Much of this disillusionment with the church derives from the fact that the church too often seems trapped in its own self-interests, petty squabbles. and raising enough money to exist, rather than serving the world. It seems to be part of the problem rather than an agent of transformation. But apart from this, it has become the victim of of secularization and modernity, which has radically changed the way in which many people understand themselves and the world. So why spend a life-time serving and trying to change the church, why not simply abandon it? This is not a new question, and it begs a more fundamental one, for what is the church we wish to abandon? Our denomination, local congregation, and if not, then what? After all, Christianity began as a community of believers, what the New Testament writers called the ekklesia, the word we translate church
This was understood by them in two ways. The first was the audacious claim that the church is a “new humanity” that Christ has brought into being through his death and resurrection, an inclusive “new humanity” born of the Holy Spirit at Pentecost. As such the church transcends all natural boundaries, for “in Christ” all races and classes of people are reconciled in the “one body of Christ.” The second understanding was that this “new humanity” is embodied the communities of people in many localities who share a common life and faith, who gather to worship and pray, to learn from the teaching of the apostles, to share in a thanksgiving meal, to care for one another and serve the wider community. These communities are “the body of Christ” in each place witnessing to God’s healing, justice, reconciliation and peace in the world.
So what do I say to those who are disillusioned with the church and want to abandon it? First I say that they are right to be critical if their criticisms are fair and just, because this is necessary if the church is to be true to its character as the “new humanity.” something that will never happen without people challenging the church when it fails to be the church. Then, I say, that the Christian ministry will always be a tough calling because not everyone in the church really wants to be part of the “body of Christ” serving the world in terms of God’s love and justice. This was already the case in NT times when Paul wrote his letters to the churches. I also remind them that the church is not a community of saints, but a community of forgiven sinners who, at the best of times, are struggling to become saints. The church is a work in progress not a perfect product, a laboratory-experiment that often fails but every now and again surprises us all, and restores our confidence in God’s grace. And then, for good measure, I remind that St. Augustine referred to the church as our mother without whom we would never have heard the gospel and come to faith, in short, we would not be here today, and neither would the Volmoed community.
Given the failures of the church and the cultural changes in society, it is not surprising that many people, who might in the past have “gone to church,” no longer do so. What is surprising is that the church has not only survived for so long, and that there are millions of people who still “go to church” across the world. Some might go out of habit or for reasons of social convention, but many go because they experience the church as a healing community, a community that cares for the vulnerable in society, a reconciling agent that brings hope in times of despair, a prophetic voice speaking truth to power. There are many local churches across the globe that a vibrant with life, and signs of hope in a despairing world. All of this is a sign of the “new humanity” that God is seeking to construct, a long and difficult task because the building material is not perfect.
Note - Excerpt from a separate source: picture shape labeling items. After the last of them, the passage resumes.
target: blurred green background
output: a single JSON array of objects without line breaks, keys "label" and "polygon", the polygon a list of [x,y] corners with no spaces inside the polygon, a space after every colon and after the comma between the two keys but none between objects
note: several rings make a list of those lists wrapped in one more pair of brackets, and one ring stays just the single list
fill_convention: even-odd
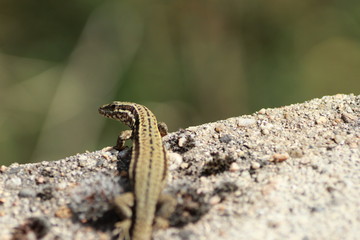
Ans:
[{"label": "blurred green background", "polygon": [[360,1],[0,0],[0,165],[113,145],[113,100],[176,131],[359,90]]}]

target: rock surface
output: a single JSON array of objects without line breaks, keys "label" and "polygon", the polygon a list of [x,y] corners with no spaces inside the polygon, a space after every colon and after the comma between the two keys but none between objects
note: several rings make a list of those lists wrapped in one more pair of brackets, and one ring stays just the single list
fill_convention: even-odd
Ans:
[{"label": "rock surface", "polygon": [[[360,96],[261,109],[164,143],[178,205],[154,239],[360,236]],[[1,239],[111,239],[128,161],[129,149],[104,149],[1,166]]]}]

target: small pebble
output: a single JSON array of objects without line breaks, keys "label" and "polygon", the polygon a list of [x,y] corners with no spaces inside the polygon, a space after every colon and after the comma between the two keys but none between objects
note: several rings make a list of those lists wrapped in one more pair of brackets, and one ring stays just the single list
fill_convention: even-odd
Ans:
[{"label": "small pebble", "polygon": [[186,142],[186,138],[184,138],[184,137],[179,138],[179,141],[178,141],[179,147],[185,146],[185,142]]},{"label": "small pebble", "polygon": [[252,161],[251,162],[251,168],[252,169],[259,169],[260,168],[260,163]]},{"label": "small pebble", "polygon": [[220,198],[218,195],[215,195],[215,196],[212,196],[212,197],[209,199],[209,204],[210,204],[210,205],[216,205],[216,204],[218,204],[220,201],[221,201],[221,198]]},{"label": "small pebble", "polygon": [[1,165],[1,166],[0,166],[0,173],[6,172],[7,169],[8,169],[7,166]]},{"label": "small pebble", "polygon": [[237,172],[239,170],[240,170],[239,164],[237,164],[236,162],[233,162],[230,164],[230,167],[229,167],[230,172]]},{"label": "small pebble", "polygon": [[238,120],[238,127],[247,127],[254,125],[255,123],[256,121],[253,118],[240,118]]},{"label": "small pebble", "polygon": [[350,123],[356,120],[356,116],[349,114],[349,113],[343,113],[341,114],[341,119],[345,122],[345,123]]},{"label": "small pebble", "polygon": [[289,154],[287,153],[275,153],[270,158],[270,162],[283,162],[289,158]]},{"label": "small pebble", "polygon": [[327,118],[321,116],[321,117],[319,117],[318,119],[316,119],[315,122],[316,122],[316,124],[319,124],[319,125],[325,124],[325,123],[327,122]]},{"label": "small pebble", "polygon": [[32,188],[23,188],[20,190],[18,195],[19,195],[19,197],[33,198],[36,196],[36,192]]}]

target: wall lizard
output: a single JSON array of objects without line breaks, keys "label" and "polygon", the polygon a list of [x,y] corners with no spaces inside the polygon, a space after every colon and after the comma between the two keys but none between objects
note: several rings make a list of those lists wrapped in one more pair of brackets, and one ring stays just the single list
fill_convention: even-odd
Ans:
[{"label": "wall lizard", "polygon": [[[133,192],[114,200],[118,212],[127,218],[116,225],[121,229],[119,239],[151,239],[156,205],[162,201],[161,191],[166,182],[167,160],[161,139],[167,134],[166,128],[158,124],[148,108],[136,103],[113,102],[100,107],[99,113],[131,128],[120,134],[116,146],[121,149],[125,140],[133,141],[129,168]],[[168,207],[171,205],[174,204]]]}]

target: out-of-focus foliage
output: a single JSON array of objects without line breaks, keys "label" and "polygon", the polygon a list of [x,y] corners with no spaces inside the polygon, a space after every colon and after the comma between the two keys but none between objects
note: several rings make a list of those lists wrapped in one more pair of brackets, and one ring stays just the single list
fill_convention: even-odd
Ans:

But in any case to we really want to abandon the church? It’s like abandoning one’s family. Imagine if tomorrow all the churches in Hermanus decided to shut up shop! Imagine if tomorrow all priests and ministers across the country resigned. Imagine if tomorrow Pope Francis abandoned ship. Imagine if tomorrow we sold Volmoed and it became a golfing estate, I think even the golfers among us, especially Barry would be reluctant. Imagine if we all abandoned the church. Imagine the world without the church. The truth is, the church is not an institution, not a building, not a bench of bishops, the church is people we know and love, the church is us. We may despair of it at times as we do of our families. but then so does God, perhaps even more so. Yet God does not abandon us, he works with the material he has and seeks to make us whole. God does not abandon the world for all its faults, he works to redeem it and make it more loving and just, truly a “new humanity.” And the remarkable fact is that he uses a very fallible community we call “the church” to help bring that about. God help us!